Search code examples
pandasmachine-learningamazon-sagemakerdata-preprocessing

SageMaker Processing Job permission denied to save csv file under /opt/ml/processing/<folder>


I am working on a project involving Step Functions with SageMaker. I have an existing Step Function that I need to integrate SageMaker into, and I tried adding steps such as processing, model training, registering the model, and batch transform job requests. I also added .sync at the end of each resource so it waits for one to complete before starting the next.

However, I encountered an issue with the Step Function's SageMaker processing job. The processing job runs but does not finish due to permission being denied to save a CSV file from my processed pandas dataframe.

# dependencies imports
df = pd.read_csv("/opt/ml/processing/input/data/data.csv")
print(df.head())

# some processing on df

df.to_csv("/opt/ml/processing/output/result.csv", index=False)

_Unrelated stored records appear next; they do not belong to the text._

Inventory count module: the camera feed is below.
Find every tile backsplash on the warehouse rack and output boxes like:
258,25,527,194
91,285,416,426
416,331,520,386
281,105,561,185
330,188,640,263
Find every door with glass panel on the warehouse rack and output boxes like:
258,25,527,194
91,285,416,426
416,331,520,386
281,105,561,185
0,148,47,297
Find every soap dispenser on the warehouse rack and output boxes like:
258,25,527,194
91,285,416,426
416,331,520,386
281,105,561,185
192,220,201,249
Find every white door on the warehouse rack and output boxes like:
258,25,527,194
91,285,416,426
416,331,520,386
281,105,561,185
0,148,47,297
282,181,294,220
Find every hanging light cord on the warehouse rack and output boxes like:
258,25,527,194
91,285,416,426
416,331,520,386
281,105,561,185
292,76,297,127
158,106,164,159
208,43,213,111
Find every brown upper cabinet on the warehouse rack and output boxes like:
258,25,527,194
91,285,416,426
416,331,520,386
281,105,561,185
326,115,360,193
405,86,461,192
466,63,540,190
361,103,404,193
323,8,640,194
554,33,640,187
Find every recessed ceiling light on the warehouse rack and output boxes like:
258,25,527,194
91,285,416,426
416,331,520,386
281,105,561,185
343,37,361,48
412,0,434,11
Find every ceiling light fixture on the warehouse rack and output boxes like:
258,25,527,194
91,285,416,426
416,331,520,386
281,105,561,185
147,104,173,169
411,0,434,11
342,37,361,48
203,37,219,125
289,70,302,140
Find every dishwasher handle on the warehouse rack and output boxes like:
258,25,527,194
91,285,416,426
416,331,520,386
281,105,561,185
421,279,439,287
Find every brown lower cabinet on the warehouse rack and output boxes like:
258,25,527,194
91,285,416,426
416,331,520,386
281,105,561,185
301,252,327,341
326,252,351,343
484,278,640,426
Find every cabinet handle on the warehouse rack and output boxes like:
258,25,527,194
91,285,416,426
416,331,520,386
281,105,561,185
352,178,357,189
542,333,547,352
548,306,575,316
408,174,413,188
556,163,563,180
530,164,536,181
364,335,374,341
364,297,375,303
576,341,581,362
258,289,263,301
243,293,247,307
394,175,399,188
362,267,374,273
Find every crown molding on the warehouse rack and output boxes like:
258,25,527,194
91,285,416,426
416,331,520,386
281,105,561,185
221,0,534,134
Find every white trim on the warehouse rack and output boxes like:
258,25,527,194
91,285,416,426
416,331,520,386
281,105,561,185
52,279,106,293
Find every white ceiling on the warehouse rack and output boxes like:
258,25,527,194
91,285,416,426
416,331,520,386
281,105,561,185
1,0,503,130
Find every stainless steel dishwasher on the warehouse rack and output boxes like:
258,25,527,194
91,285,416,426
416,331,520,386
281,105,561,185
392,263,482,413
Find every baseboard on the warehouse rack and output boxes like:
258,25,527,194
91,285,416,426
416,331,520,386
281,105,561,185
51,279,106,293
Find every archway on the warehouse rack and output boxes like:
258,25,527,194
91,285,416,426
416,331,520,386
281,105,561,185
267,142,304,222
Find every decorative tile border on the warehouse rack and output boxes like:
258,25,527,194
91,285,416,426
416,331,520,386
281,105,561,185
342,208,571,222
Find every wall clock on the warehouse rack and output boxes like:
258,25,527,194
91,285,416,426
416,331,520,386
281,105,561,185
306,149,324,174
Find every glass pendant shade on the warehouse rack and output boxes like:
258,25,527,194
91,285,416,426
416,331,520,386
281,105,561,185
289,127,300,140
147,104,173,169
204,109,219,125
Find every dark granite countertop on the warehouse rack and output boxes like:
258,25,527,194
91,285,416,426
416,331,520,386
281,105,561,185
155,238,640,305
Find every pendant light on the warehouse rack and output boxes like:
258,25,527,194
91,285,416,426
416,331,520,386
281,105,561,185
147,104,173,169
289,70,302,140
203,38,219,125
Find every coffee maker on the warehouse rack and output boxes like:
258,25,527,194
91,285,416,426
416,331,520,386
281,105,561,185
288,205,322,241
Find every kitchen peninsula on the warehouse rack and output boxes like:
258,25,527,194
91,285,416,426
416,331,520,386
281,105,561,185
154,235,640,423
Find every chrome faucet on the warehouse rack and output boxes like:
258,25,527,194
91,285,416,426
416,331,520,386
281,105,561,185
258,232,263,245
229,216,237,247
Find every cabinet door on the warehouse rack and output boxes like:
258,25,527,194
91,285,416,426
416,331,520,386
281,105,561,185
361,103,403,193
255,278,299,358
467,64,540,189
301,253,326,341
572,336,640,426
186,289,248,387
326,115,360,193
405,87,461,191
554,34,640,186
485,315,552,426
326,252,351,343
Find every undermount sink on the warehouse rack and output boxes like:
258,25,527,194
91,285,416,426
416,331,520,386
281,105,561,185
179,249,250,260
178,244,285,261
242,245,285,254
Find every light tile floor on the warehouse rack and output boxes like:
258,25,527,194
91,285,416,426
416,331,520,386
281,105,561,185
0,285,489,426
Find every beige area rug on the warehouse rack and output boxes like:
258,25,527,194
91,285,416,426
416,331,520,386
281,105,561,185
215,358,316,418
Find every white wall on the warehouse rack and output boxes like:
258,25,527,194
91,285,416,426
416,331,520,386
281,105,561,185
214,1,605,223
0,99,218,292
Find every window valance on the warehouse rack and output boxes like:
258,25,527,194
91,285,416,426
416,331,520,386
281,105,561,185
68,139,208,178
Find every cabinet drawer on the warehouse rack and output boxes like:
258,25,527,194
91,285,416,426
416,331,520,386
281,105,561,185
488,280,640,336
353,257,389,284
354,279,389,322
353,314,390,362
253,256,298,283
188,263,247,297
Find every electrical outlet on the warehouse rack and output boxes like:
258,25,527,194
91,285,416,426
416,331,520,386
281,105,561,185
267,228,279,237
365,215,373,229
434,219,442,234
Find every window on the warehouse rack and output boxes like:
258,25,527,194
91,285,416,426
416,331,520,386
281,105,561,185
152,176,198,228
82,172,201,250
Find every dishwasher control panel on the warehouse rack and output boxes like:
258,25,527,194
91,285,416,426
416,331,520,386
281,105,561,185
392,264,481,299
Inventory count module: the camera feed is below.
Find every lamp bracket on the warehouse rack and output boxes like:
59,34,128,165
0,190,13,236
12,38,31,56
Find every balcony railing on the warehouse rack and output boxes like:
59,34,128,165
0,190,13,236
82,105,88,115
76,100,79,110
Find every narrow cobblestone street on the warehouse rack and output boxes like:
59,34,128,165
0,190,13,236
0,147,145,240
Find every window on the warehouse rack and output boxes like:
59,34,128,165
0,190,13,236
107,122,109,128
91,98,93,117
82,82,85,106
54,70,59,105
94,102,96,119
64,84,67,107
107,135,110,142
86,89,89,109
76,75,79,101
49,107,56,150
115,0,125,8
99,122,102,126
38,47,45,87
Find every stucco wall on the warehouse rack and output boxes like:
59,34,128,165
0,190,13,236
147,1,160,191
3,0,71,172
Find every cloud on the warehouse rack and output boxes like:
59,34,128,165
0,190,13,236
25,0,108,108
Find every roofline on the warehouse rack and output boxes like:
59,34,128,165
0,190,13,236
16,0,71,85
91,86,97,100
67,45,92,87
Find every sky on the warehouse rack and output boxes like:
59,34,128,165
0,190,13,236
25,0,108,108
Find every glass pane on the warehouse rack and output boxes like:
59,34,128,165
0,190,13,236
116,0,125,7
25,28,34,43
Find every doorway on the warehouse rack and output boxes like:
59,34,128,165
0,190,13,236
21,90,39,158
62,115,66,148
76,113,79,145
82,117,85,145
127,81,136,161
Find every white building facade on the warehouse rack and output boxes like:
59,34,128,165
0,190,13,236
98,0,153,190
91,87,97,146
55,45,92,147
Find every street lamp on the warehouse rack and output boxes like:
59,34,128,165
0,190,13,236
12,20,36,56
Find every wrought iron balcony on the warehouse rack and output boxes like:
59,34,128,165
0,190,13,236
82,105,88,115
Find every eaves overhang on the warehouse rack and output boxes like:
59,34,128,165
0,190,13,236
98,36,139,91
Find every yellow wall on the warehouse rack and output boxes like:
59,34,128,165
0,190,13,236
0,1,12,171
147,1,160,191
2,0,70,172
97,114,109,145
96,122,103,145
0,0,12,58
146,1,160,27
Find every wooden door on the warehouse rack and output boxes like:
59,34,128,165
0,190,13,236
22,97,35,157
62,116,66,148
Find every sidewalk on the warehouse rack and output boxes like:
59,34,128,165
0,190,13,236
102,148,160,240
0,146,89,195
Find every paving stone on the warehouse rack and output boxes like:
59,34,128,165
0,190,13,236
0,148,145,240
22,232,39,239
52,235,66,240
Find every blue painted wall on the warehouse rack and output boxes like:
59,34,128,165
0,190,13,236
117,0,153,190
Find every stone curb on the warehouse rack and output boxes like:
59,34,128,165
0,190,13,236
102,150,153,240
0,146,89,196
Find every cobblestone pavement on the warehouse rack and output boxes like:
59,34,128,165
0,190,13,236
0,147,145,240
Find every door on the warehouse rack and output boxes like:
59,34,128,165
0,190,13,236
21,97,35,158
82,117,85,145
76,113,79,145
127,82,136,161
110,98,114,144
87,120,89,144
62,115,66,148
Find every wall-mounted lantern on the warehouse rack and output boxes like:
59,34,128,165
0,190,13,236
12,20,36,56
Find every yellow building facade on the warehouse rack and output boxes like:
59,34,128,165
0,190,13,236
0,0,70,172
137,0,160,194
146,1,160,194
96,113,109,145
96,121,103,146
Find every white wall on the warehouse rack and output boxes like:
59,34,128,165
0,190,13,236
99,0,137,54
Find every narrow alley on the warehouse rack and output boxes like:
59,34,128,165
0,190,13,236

Here are my state machine configurations for the processing request: Please leave me a comment, if you have to see other parts of my configs

{
  "AppSpecification": {
    "ContainerEntryPoint": [
      "python3",
      "/opt/ml/processing/input/code/processing.py"
    ]
  },
  "ProcessingInputs": [
    {
      "InputName": "Input-1",
      "S3Input": {
        "S3Uri": "s3://my-dataset/data.csv",
        "LocalPath": "/opt/ml/processing/input/data"
      }
    },
    {
      "InputName": "Input-2",
      "S3Input": {
        "S3Uri": "s3://my-dataset/processing.py",
        "LocalPath": "/opt/ml/processing/input/code"
      }
    }
  ],
  "ProcessingOutputConfig": {
    "Outputs": [
      {
        "OutputName": "Output-1",
        "S3Output": {
          "S3Uri": "s3://my-dataset/data.csv",
          "LocalPath": "/opt/ml/processing/output/",
          "S3UploadMode": "EndOfJob"
        }
      }
    ]
  }
}

The ProcessingInputs configurations are working as expected. I saw in the log that data.csv content is correctly printed in the log by df.head(). However, when it reaches the last line of code, I get the following error: PermissionError: Permission Denied '/opt/ml/processing/output/result.csv' I also tried saving it to other folders as I saw in some examples found online, such as saving to folders like training, result, and others, but no luck so far. It's giving me the same permission error. I used a Lambda function created just for this and made a request to the SageMaker processing job, and got exactly the same permission denied error.

I also tried saving into completely different folder out of /opt/ml/processing/, but /result.csv But it gave me different error as SageMaker only allows us to save csv files under /opt/ml/processing/.... so I am not sure what to do with it.

Currently I am saving the result set manually using boto3 api and wait the processing job to pass the StoppingCondition.MaxRuntimeInSecondstime I set and eventually it stops and I use additinoal step to pick it up. But I dislike the way I make a workaround to the problem and I really need to find a better way to resolve this.

Can someone tell me what I am missing?


Solution

  • The specific POSIX permissions are depending on the user which is used by the container image of your processing job.

    In most cases, this is root but there also images which are using non-privileged users. If you're using the SageMaker Distribution, it is also a non-root user (uid: 1000, gid: 100).

    The paths for the ProcessingOutputs are generated when the entrypoint of the container image is invoked and are generated with root permissions.

    LocalPath: The local path of a directory where you want Amazon SageMaker to upload its contents to Amazon S3. LocalPath is an absolute path to a directory containing output files. This directory will be created by the platform and exist when your container's entrypoint is invoked.

    You can add the following to your processing code to update the permissions of the created output folder:

    import subprocess
    
    output_path = "/opt/ml/processing/output/"
    
    # Option A: if you're using the SageMaker Distribution
    subprocess.check_call(["sudo","chown","-R","sagemaker-user", output_path])
    # Option B: for other container images
    subprocess.check_call(["sudo","chmod","-R","777", output_path])
    

    Alternatively, you could also use the boto3 library within your processing job and write to S3 directly.